I have no idea what this Christmas will look like, but one thing is for sure—it will be far from flawless, and I’m OK with that. After all, the first Christmas wasn’t picture-perfect either.

But for centuries, many Christians have embraced a sanitized nativity scene. The holy family is framed by a pristine stable, complete with lowly shepherds and clean, gentle animals in a fully hygienic stall. Mary is in a stunning blue, spotless gown, gazing lovingly at her glowing newborn, who is cooing softly while lying on unspoiled hay. Joseph is attentive to both of their needs. Neither of them has one single hair out of place.

I’m no expert on stables. In fact, I’ve been in exactly one stable in my life. But I can tell you unequivocally that there are definitely nicer places to deliver a baby. Nevertheless, this is where Jesus is born.

God incarnate chose to enter humanity in the stench of a stable. Jesus wasn’t born in a palace surrounded by wealth and royalty. He was born among animals and surrounded by shepherds who were the least in society. What does it mean for us today? What does it tell us that Jesus chose to enter humanity and announce his arrival to filthy shepherds?

If Jesus were born today, where would his birth take place? In the United States—one of the wealthiest countries on the planet? Well, let’s pretend for a moment that he would, so, then where? Would Jesus be born in a wealthy suburb? A gated community? Would Jesus be born in the ghetto? The inner city? In a hospital? Under a bridge? In a shelter?

God chose to enter humanity through an unwed teenaged mother, in the muck. God chose to show up just where you’d least expect. God doesn’t come at the center of the world to rule in power and might. Rather, Jesus is born on the fringe, on the edge of society to shift our consciousness to a new understanding.

Christ’s presence isn’t contingent on our circumstances. He is always here, always with us.

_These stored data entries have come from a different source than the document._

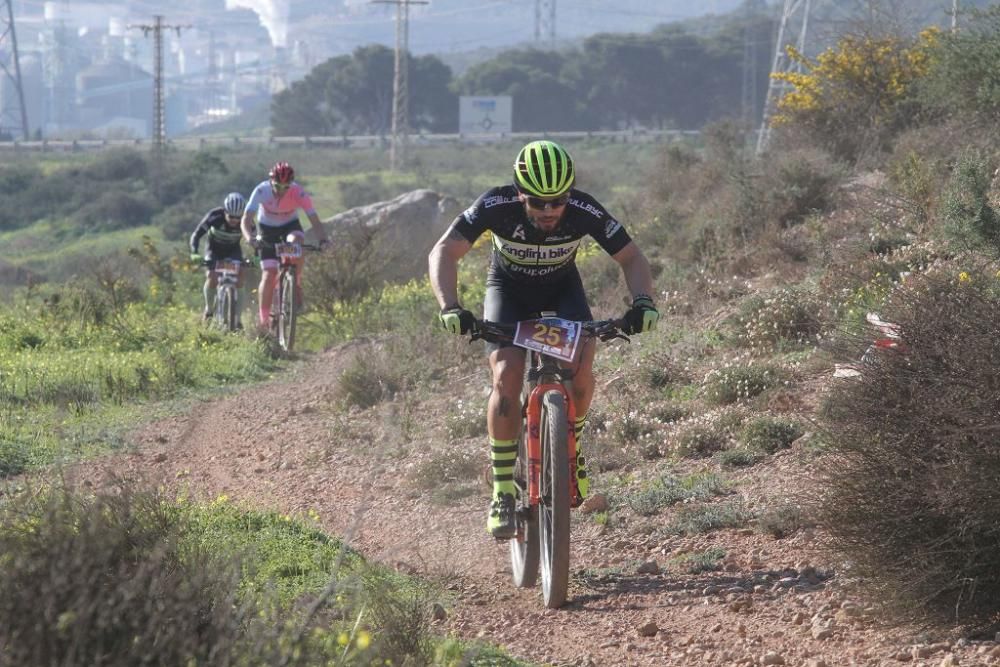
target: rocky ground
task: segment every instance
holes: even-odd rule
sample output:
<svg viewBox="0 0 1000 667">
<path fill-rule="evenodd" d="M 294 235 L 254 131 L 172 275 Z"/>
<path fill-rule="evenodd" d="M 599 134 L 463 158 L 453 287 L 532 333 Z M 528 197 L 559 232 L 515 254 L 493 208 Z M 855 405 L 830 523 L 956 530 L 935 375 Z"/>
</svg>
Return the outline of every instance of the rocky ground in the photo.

Jesus arrived in a manger, in a stable with the mire. Siblings in Christ, this is good news. If the son of God can arrive in the middle of stench and filth, then so can joy, peace, justice, hope and love. Just as Jesus came unexpectedly at night to some lowly shepherds, he also shows up in our lives in unexpected ways and in unexpected places. Christ’s presence isn’t contingent on our circumstances. He is always here, always with us.

No matter where you find yourselves, you are never without a savior. Even in these strange pandemic times when very little goes as planned, new life still breaks forth. God’s work is done in the midst of circumstances that are chaotic, bleak or ambiguous. Jesus, God’s incarnation, the savior of humanity, arrived in the midst of political upheaval and “no vacancy” signs. But make no mistake—God still arrived. Jesus still shows up!

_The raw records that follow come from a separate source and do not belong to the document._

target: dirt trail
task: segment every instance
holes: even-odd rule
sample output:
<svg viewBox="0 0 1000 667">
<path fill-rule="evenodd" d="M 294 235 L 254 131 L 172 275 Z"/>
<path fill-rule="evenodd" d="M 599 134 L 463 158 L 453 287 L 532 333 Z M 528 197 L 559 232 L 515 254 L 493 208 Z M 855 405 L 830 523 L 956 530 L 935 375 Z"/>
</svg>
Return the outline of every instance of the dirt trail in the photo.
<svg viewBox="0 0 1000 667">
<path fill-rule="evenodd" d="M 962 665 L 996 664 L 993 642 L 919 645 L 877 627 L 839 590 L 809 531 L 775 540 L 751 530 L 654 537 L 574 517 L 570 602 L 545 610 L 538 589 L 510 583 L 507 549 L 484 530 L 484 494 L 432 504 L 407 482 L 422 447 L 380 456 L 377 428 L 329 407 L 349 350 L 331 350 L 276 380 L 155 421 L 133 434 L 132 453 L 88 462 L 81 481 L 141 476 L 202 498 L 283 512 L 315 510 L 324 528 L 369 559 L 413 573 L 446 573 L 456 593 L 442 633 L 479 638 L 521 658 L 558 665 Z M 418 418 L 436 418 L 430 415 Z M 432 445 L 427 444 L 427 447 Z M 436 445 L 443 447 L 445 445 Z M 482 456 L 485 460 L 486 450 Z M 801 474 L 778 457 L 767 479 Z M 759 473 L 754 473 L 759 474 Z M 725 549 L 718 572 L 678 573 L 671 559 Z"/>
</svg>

Jesus finds a way to come to us and nothing can stop him—nothing. Not COVID-19 (nor any of its variants), divorce, financial hardship, internet outages, heart attacks, climate crises, terrorist attacks, quarantine, politics, cancer or anything else. Nothing can stop our savior from coming to us.

As we celebrate Christmas, may we experience the radical, awesome, incredible proclamation that the Word indeed became flesh and continues to dwell among us. The good news for us today is the same good news from the very first Christmas.

Be not afraid! Behold, I bring you tidings of great joy. For unto us a child is born, for unto us a son is given. His name shall be called Wonderful Counselor, Mighty God, Everlasting Father and the Prince of Peace.

Angela T. !Khabeb
Angela T. !Khabeb is a pastor of Holy Trinity Lutheran Church in Minneapolis. She enjoys an active home life with her husband and three children.